GSA Annual Meeting in Denver, Colorado, USA - 2016

Paper No. 71-18
Presentation Time: 9:00 AM-5:30 PM


DINGUS, Jack1, BARRON Jr., Herbert Pat1 and DUNKLE, Kallina2, (1)Department of Geosciences, Austin Peay State University, PO Box 4418, Clarksville, TN 37044, (2)Department of Geosciences, Austin Peay State University, Clarksville, TN 37044,

In 2006, three of the Cumberland River’s tributaries were placed on the Environmental Protection Agency’s 303(d) list, restricting them from being used for municipal water supply due to Escherichia coli (E. coli) measurements above maximum allowable contaminant levels and high siltation. E. coli contaminates surface water and groundwater from sources that include municipal sewage and agricultural runoff. Furthermore, urban land use attributes to many sources of water pollution such as runoff, improper disposal of trash, leaky septic systems, and animals. Impermeable areas such as driveways, pavement, and rooftops force storm water runoff to be directed to the streams through storm drains rather than allowing the water to be filtered by the natural processes of the riparian buffer zone. Urban land use within the watershed's impaired stream areas ranges from 1.7% to 68.7% of land adjacent to the streams.

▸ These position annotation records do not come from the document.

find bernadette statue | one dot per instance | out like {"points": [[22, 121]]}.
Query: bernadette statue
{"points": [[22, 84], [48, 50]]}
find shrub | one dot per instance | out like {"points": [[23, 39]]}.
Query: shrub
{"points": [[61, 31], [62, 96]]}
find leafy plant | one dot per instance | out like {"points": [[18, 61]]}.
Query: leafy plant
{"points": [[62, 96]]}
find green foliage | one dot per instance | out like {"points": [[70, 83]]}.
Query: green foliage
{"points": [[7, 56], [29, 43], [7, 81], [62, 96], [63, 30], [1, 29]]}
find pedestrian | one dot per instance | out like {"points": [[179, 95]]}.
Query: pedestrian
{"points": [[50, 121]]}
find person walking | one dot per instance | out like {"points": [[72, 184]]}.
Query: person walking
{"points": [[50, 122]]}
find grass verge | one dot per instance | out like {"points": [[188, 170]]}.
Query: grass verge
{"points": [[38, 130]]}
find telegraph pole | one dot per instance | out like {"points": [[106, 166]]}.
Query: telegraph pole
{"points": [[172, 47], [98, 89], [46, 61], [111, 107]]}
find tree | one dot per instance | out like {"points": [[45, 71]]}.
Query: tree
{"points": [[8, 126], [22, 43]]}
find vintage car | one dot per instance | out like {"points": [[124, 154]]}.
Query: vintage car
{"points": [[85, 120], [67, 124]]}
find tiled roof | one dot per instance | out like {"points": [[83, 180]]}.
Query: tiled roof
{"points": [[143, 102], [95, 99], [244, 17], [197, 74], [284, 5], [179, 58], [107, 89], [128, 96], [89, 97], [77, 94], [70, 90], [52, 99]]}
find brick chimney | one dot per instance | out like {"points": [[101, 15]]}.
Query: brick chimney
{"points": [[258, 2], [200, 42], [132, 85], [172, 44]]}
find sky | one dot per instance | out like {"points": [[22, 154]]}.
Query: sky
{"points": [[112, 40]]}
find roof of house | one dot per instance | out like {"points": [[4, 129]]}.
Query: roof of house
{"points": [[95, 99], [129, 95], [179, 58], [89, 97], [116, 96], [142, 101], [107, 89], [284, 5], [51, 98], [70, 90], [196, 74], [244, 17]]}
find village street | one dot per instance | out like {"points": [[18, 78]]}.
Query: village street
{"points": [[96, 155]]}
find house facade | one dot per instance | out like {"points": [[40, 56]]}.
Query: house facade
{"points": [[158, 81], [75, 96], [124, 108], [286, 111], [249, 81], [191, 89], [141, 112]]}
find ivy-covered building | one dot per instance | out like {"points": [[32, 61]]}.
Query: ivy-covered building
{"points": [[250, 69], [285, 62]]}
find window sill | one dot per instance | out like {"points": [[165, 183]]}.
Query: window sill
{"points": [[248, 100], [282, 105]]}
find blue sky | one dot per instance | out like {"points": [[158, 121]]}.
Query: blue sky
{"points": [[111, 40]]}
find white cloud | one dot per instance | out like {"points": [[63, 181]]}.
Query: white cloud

In order to locate the source or sources of E. coli stream contamination, water samples have been collected and tested for E. coli since November 2014, with weekly testing in 2015. The water samples were analyzed with a DNA-detection technique, called Polymerase Chain Reaction (PCR), which is a widely practiced molecular technique to detect trace amounts of very specific DNA sequences in water samples; this is more popularly thought of as “DNA fingerprinting”. Additionally, one to four locations on each stream have been periodically analyzed for pH, total dissolved solids, electrical conductivity, nitrates, and dissolved oxygen to look for chemical trends. Aerial views of the streams were obtained from Google Maps to determine the extent of their riparian buffers. As a check to this data, portions of each of the three streams were walked to document the riparian buffer zones along the streams. Also, a map with multiple layers was created in ArcMap that includes land use and sampling results. Definite correlation can be seen between precipitation and E. coli presence, therefore, samples were collected before, during, and immediately after precipitation events. Rainfall is a likely cause of spikes in E. coli results, due to run-off from these rainfall occurrences bypassing the natural filtration of the riparian buffer.